Indeed, a feature of the second-round was a series of arrangements between UMP and FN candidates to work together against PS candidates, despite an official UMP ban on this practice. François Fillon, Sarkozy’s former prime minister who is now vying for leadership of the UMP, merely gave Morano a gentle reproof.

The FN will enter the National Assembly for the first time since 1997, with three or possibly four legislators. Throughout France, some 61 FN candidates advanced to the second round.

FN President Marine Le Pen narrowly failed to win election in Hénin-Beaumont—a deindustrialised mining community, where local PS officials have been condemned for embezzlement—in a contest against PS mayor Philippe Kémel.

Her 22-year-old niece, Marion Maréchal-Le Pen, was elected in a UMP stronghold in Carpentras.

The election was yet another sharp setback to the Left Front—a coalition of the Stalinist Communist Party (PCF) and a small PS split-off, the Left Party (PG) of Jean-Luc Mélenchon. It is projected to get only 13 seats in the Assembly. This is down from the PCF group’s 20 seats in 2007, and under the 15-seat minimum to constitute an official parliamentary group. This threatens a significant cut in the PCF’s resources.

The Left Front’s call for unconditional support for Hollande in the second round of the presidential elections made clear to voters that they represented no alternative to the PS’s pro-business programme.

Mélenchon was eliminated in the first round in a failed attempt to defeat Marine Le Pen in the Hénin-Beaumont district. Mélenchon will continue his term as a member of the European parliament in Strasbourg.

PS officials have mooted the possibility of bringing two PCF deputies into the government.

The PCF is divided on this, as joining the PS government would expose its fraudulent criticisms of Hollande’s support for the EU Fiscal Pact, which imposes harsh austerity measures throughout the euro zone. For decades the PCF has been in coalition governments and alliances with the PS and collaborated in social cuts and privatisations of public enterprises.

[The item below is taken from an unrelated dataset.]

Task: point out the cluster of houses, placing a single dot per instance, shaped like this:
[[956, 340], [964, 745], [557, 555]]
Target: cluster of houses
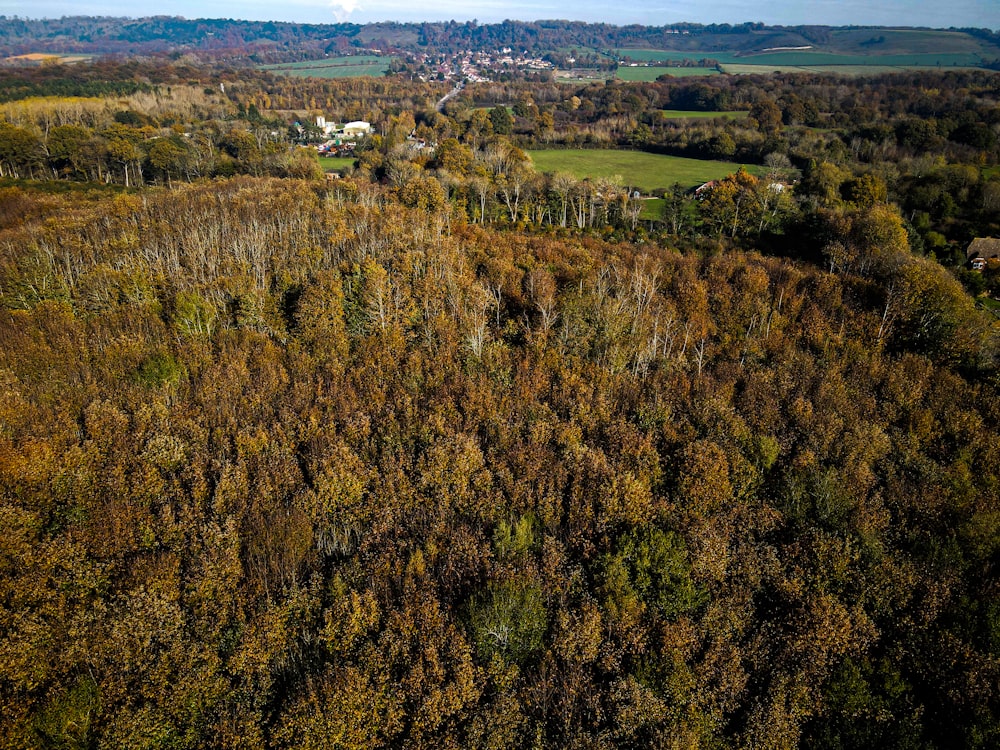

Ségolène Royal, the 2007 PS presidential candidate, failed to get into parliament. The PS leadership imposed her as the PS candidate in a La Rochelle constituency, but local PS candidate Olivier Falorni refused to step down, standing as an independent instead.

Hollande has made clear that he intends to use the unified executive power coming out of these elections to serve the banks. He plans to drive down France’s budget deficit to 3 percent of GDP by 2013 and zero by 2017, through massive austerity measures to be borne by the working class.

His intentions for workers in France can be inferred from an interview on Wednesday on the Greek Magma TV station. Ignoring the devastation of the Greek economy by austerity measures imposed by the European Union, the European Central Bank (ECB) and the International Monetary Fund, and the 25 percent adult unemployment level, 50 percent for the youth, Hollande threatened: “If the impression is given that the Greeks wish to depart from the commitments which they have taken and abandon any perspective straightening up their finances, then there will be countries that will prefer to terminate Greece’s presence in the euro zone.”

 

Hollande’s interim prime minister last Wednesday made clear that hard sacrifices would have to be endured because of the “difficult situation ... harder than we thought.” The government is looking to the July 17 “Social Conference,” where they, employers’ groups, and the union bureaucracy will discuss their joint social and economic policies.